Friday, August 08, 2008

Morning sounds and human behavior

Roosters typically start crowing around midnight, and stop about 11:59pm. If you're lucky enough, you can avoid hearing them for one full minute per day. I suppose the myth about roosters crowing at sunrise took hold because nothing else is making noise at 4:30 am except for those worthless birds. The rest of the day they are drowned out by diesel engines, dogs, cows, sound systems, drive by broadcasts and children.

As humans we appear genetically predisposed to mimicry, which is why you need to be careful what words you use around your offspring. When we age and mature the tendency to mimic doesn't seem to die very much; which is why it can be very easy to pick up a dialect. A certain amount of impulse control does develop in the more intelligent of our species; a judgment that says stop, wait, don't imitate that.

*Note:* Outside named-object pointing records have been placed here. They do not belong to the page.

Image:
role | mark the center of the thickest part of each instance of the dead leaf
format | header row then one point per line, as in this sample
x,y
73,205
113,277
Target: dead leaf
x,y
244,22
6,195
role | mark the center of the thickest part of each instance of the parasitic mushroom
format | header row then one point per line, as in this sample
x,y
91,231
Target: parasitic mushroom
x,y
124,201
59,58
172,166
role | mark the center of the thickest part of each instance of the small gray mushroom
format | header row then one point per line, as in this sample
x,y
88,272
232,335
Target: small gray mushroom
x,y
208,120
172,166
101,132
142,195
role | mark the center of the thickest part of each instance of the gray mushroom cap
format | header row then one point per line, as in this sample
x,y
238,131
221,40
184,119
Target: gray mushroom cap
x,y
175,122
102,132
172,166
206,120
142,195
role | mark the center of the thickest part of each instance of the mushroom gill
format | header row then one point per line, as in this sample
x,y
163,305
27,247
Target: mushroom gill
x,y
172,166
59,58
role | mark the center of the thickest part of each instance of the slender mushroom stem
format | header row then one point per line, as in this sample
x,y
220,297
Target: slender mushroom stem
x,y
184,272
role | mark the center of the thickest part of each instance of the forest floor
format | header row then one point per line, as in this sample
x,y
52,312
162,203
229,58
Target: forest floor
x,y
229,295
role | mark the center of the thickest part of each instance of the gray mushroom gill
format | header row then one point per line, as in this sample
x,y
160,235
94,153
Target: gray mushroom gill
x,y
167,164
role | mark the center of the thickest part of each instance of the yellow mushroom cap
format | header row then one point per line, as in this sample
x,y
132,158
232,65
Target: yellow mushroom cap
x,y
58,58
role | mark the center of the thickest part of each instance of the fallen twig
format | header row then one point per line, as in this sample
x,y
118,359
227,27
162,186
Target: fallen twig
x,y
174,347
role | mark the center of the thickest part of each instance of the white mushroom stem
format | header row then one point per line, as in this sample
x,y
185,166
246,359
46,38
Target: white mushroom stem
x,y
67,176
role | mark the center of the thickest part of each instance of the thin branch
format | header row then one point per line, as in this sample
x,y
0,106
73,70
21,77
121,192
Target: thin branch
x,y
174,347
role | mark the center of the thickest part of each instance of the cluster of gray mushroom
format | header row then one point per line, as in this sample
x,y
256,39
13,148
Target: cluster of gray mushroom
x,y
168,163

No need.

As our van ambled up the dirt road at 5:30 am with the shrill crow of the rooster penetrating our opened windows, my first impulse was to crow back, but I stifled it. Others in our vehicle could not. Why is this? Is it why dogs howl at sirens? Why we cheer at football games? why we follow along with songs? Is it all just basic instinct mimicry unbridled by better judgment?

The one annoying sound that humans do not mimic is the aneurysm-causing earthquake of a baby's cry. Although, I think that if an adult could replicate that sound, we would, and people would give us money to stop. The closest we've managed to come to it is the trunk-filled sub-woofer.

Perhaps that's also why I have difficulty being around the Bus Stop People, those with uncontrollable tics, shakes, and repetitious body motions. There's nothing there I want to emulate and it sends a message of rejection through my core. Don't look at that! don't be THAT! don't mimic THAT ! We need positive influences in our lives to want to be better sometimes. I found little I wanted to emulate on the El Salvador part of this trip. Only perhaps our former professional surfer, who exhibited a greater depth of character, humility, grace and playfulness than one normally sees in surfers, was an inspiration.